Pilihan itu ternyata tepat. Willem Rampangilei menuturkan, seri pertama itu mencatat sukses, disiarkan oleh 20 stasiun radio dan didengarkan oleh 43 juta pendengar. Wow, capaian yang mengagumkan. Inilah yang membuat BNPB bersemangat untuk melanjutkan drama radio tersebut dengan menciptakan seri kedua. Jangkauannya lebih luas: 80 stasiun radio yang tersebar di 20 provinsi. Diharapkan, warga yang akan mendengarkan Asmara di Tengah Bencana seri kedua ini jauh lebih banyak dibandingkan dengan jumlah pendengar seri pertama.

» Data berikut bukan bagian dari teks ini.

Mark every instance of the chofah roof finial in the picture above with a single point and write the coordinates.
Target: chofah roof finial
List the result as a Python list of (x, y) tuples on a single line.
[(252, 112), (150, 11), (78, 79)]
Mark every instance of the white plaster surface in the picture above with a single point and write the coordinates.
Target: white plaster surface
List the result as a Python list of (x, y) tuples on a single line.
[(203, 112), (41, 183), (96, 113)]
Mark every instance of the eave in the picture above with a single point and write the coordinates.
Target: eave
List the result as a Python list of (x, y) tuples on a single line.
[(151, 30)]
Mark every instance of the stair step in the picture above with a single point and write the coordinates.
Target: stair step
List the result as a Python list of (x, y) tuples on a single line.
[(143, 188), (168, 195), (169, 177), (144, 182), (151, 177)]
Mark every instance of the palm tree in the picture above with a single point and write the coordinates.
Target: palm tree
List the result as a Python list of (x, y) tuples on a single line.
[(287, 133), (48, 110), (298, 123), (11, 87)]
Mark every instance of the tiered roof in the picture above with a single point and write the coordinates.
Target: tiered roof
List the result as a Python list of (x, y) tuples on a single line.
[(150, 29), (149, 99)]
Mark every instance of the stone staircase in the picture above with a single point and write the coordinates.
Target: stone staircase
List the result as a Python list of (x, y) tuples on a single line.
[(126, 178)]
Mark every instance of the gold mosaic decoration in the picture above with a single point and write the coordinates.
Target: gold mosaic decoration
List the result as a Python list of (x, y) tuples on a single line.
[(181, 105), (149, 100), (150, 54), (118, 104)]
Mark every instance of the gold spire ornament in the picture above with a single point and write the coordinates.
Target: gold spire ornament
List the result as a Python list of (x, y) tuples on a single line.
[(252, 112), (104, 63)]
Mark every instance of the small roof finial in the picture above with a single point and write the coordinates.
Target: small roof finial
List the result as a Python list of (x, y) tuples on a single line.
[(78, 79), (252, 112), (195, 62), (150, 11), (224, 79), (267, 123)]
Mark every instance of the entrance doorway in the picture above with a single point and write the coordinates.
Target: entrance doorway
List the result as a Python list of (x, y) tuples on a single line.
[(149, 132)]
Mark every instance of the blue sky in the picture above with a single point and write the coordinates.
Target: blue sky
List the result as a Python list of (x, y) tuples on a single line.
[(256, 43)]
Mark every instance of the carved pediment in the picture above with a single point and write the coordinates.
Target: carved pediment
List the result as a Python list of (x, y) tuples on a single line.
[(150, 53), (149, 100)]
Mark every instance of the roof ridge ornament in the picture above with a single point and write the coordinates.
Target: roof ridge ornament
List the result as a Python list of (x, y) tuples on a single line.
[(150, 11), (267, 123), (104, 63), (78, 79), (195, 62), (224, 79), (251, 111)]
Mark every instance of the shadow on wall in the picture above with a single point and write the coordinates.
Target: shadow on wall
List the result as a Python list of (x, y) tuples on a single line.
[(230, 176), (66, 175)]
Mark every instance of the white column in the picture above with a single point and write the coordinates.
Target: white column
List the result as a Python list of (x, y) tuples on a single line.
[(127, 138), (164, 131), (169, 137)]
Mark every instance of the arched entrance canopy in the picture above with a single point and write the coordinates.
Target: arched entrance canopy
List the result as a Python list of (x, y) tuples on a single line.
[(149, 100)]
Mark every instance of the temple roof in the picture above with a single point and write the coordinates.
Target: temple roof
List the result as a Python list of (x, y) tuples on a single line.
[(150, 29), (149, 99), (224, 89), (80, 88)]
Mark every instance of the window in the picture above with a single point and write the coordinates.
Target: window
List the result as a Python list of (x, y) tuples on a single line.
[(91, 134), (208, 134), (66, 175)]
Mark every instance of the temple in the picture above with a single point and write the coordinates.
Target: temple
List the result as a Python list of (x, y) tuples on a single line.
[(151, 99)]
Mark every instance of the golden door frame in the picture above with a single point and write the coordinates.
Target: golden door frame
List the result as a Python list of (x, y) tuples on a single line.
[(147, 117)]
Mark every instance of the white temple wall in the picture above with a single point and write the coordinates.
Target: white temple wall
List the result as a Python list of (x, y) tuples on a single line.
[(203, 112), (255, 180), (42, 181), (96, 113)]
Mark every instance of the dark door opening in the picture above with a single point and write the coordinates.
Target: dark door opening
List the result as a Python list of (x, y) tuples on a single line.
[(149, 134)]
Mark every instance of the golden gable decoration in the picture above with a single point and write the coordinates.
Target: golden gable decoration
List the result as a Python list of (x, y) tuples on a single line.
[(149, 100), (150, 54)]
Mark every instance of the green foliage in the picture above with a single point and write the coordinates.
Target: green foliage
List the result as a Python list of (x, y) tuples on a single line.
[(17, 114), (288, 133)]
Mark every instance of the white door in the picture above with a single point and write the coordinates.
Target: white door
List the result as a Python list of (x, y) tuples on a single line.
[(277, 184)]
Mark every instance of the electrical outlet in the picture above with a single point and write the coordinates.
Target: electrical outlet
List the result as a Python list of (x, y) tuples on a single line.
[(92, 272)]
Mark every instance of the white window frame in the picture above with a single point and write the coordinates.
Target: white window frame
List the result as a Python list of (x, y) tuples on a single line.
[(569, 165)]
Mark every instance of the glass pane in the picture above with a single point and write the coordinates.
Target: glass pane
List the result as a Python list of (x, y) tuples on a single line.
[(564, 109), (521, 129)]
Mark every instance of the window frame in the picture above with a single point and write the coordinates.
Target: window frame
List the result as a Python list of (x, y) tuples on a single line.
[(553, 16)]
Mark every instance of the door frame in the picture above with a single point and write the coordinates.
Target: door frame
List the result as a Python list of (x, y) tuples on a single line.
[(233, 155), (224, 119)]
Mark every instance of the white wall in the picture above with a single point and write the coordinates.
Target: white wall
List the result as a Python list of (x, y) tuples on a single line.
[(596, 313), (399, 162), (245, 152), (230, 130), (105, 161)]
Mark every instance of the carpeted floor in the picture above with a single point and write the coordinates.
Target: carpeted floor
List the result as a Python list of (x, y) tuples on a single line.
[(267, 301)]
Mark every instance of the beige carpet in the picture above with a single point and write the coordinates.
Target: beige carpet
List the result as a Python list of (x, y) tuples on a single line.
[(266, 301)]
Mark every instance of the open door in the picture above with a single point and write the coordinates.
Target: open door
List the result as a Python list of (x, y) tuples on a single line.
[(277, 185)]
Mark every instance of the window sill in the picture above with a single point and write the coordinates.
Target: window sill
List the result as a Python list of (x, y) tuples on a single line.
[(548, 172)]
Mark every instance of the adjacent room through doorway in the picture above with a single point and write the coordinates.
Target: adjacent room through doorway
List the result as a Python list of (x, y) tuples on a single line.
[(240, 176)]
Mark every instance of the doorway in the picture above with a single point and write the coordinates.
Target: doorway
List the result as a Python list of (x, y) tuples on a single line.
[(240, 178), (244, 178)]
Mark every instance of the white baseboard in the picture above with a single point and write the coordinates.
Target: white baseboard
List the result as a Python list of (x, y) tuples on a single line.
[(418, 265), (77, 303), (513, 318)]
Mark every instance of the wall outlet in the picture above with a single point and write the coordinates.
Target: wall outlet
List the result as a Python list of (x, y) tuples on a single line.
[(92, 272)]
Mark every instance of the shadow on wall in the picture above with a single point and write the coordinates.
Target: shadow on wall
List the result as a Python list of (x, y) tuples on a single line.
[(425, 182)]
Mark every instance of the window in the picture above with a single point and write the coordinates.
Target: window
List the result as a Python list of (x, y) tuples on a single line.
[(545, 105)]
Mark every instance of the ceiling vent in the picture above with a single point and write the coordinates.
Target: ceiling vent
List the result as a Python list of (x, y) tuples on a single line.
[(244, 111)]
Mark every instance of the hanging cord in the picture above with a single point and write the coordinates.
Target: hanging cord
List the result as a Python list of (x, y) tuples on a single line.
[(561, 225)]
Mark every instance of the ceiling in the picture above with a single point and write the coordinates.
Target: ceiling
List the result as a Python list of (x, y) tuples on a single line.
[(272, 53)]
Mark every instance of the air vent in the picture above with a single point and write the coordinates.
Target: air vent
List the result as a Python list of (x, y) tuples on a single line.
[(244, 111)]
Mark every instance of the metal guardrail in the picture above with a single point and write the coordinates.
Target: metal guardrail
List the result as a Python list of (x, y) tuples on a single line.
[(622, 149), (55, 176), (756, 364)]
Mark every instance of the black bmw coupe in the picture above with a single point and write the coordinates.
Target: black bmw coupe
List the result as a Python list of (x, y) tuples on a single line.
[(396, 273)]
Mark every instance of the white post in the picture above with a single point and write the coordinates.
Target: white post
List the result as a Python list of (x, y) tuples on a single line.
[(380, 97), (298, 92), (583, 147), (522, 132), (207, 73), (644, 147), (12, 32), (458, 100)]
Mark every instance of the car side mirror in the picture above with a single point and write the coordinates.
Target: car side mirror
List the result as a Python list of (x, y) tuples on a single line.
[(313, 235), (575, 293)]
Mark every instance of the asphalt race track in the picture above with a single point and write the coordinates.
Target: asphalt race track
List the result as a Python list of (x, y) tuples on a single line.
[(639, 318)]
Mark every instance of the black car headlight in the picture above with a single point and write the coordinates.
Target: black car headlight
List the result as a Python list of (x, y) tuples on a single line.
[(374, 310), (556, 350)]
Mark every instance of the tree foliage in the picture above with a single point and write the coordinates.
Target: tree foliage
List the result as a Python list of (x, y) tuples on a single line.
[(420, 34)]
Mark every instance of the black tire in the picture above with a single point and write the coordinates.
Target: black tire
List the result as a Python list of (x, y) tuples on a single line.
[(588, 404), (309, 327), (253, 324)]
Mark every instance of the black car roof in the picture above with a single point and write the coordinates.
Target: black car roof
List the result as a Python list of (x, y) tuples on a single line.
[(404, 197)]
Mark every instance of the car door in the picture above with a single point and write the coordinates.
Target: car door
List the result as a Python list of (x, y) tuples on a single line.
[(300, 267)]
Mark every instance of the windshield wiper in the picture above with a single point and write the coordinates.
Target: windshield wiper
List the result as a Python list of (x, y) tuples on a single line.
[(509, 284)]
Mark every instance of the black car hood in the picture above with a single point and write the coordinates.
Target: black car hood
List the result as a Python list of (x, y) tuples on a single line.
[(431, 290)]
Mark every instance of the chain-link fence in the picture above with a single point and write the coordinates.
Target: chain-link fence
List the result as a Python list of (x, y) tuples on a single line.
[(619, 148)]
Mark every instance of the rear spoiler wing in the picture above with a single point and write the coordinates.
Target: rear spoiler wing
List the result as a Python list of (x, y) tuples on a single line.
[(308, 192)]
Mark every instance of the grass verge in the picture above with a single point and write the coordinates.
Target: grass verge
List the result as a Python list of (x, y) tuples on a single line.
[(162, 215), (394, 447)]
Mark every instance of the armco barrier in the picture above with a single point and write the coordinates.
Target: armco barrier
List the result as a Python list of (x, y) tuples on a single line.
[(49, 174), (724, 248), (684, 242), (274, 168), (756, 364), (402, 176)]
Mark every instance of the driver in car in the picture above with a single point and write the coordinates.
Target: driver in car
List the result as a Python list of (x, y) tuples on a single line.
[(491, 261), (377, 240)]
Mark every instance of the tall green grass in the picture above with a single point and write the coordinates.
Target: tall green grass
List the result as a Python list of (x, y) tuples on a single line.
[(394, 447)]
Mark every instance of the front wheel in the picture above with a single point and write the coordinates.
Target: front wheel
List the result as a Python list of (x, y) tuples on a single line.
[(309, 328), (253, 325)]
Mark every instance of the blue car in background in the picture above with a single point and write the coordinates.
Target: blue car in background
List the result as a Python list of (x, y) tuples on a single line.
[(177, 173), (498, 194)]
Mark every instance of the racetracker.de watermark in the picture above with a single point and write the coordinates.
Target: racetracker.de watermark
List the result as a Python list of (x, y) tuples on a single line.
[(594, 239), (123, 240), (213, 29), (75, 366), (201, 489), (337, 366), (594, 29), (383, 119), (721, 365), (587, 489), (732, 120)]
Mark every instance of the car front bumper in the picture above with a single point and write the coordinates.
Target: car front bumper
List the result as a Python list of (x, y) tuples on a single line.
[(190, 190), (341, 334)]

Kesadaran Warga, Partisipasi Warga
Bencana sangat erat kaitannya dengan kesadaran warga. Menurut Sutopo Purwo Nugroho, karena kesadaran warga akan bencana masih rendah, makanya BNPB tak pernah henti menumbuhkan kesadaran tersebut. Antara lain, dengan menggerakkan Badan Penanggulangan Bencana Daerah (BPBD) yang ada di berbagai wilayah di tanah air. Apa yang sudah dilakukan warga Desa Sempu, Kecamatan Ngancar, Kabupaten Kediri, Jawa Timur, agaknya patut kita catat di sini.
Desa tersebut berada di sebelah barat daya Gunung Kelud dan hanya berjarak 8 kilometer dari puncaknya. Dalam peta bencana, posisi desa itu masuk radius ring 3 atau kawasan rawan bencana 1. Kita tahu, Gunung Kelud dengan ketinggian 1.731 meter di atas permukaan laut (mdpl) itu merupakan gunung api yang aktif, dengan perangai eksplosif. Tahun 2014 silam, letusannya telah meluluh-lantakkan wilayah sekitarnya. Dan, bukan tidak mungkin di tahun-tahun mendatang, letusannya akan terjadi lagi.
Dengan dukungan BPBD, warga setempat secara swadaya membangun sebuah sistem pendidikan yang berorientasi pada manajemen bencana, yaitu Sekolah Siaga Bencana. Inilah yang disebut sebagai partisipasi warga. Artinya, warga secara kolektif menumbuhkan kesadaran bersama, yang secara jangka panjang akan menumbuhkan #BudayaSadarBencana. Melalui Sekolah Siaga Bencana itu, warga mendapatkan pengetahuan tentang manajemen bencana, termasuk pengurangan risiko bencana, penanganan sebelum, saat, dan setelah suatu bencana terjadi.
Kesadaran serta partisipasi warga yang seperti ini tentu saja sangat diharapkan. Dengan demikian, warga dengan segera bisa langsung bertindak, begitu ada tanda-tanda akan terjadinya bencana. Menurut Sutopo Purwo Nugroho, salah satu misi sandiwara radio Asmara di Tengah Bencana ini adalah untuk menggugah kesadaran serta partisipasi warga akan bencana. Mudah-mudahan, kesadaran kolektif yang demikian, akan tumbuh lebih banyak di lebih banyak wilayah di tanah air.